Unsichtbare Angeklagte saßen gestern mit auf der Anklagebank im Amtgericht Bremen: in der vergangenen Sylvesternacht diensthabende Polizisten. Sie haben den Punk Matthias S. nach seiner Aussage bei seiner Festnahme auf der Sielwallkreuzung mit Fußtritten, Faustschlägen, Stockhieben und Stößen ins Auto befördert und ihm dabei zwei Platzwunden auf der Stirn zugefügt. Matthias S.ist angeklagt wegen Landfriedensbruch und Widerstand gegen Vollstreckungsbeamte. Er soll während der Sylvesterfeier auf der Sielwallkreuzung an einem Polizeiauto gerüttelt und eine Flasche geworfen haben (wir berichteten).

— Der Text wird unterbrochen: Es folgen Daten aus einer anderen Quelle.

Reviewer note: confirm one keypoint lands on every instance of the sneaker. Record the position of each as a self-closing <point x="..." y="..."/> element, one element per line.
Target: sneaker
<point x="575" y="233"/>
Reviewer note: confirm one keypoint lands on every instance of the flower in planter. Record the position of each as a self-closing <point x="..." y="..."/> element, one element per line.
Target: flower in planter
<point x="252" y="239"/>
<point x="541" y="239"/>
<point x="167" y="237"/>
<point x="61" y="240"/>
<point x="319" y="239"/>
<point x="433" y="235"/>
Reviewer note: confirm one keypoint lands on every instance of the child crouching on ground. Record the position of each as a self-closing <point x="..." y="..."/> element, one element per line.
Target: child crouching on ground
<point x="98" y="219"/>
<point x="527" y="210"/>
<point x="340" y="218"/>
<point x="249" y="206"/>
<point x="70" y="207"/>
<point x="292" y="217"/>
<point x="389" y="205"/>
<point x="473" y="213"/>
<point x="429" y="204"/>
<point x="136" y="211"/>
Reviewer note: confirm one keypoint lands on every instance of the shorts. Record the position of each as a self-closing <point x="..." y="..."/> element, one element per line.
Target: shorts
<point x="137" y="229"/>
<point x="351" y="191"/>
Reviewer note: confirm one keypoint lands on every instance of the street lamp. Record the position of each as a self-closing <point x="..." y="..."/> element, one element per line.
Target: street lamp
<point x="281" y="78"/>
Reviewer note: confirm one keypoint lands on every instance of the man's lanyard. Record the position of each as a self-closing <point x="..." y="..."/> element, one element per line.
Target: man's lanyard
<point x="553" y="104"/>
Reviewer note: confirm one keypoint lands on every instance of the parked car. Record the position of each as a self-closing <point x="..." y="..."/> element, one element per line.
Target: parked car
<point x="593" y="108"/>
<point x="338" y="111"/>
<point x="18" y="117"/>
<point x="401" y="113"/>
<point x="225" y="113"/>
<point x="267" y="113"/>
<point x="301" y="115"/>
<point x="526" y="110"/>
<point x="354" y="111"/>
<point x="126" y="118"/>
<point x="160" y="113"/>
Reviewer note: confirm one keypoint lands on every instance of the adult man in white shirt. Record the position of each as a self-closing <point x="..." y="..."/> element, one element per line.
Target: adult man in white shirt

„Das war für mich regelrecht ein Überfall“, schildert Zeugin Nicole V., die spätere Festnahme ihres Bekannten. „Wir haben da gesessen, plötzlich halten zwei Wannen an und sechs bis acht Bullen...“ (Staatsanwalt: „Wir sagen hier Polizisten!“) „...sprangen heraus, stürzten auf uns zu, packten mich. Plötzlich rief einer: Die nicht! Und ich wurde wieder losgelassen. Dann sah ich, wie sie Matthias gewaltvoll ins Auto schleppten. Dann bin ich hinterher und habe gefragt, warum. Hau bloß ab, sonst kriegst Du auch noch eins auf die Fresse, hat einer gesagt.“

Am gestrigen vierten Verhandlungstag sagte zum ersten Mal der Beschuldigte selbst aus, der bisher von seinem Zeugnisverweigerungsrecht Gebrauch gemacht hatte.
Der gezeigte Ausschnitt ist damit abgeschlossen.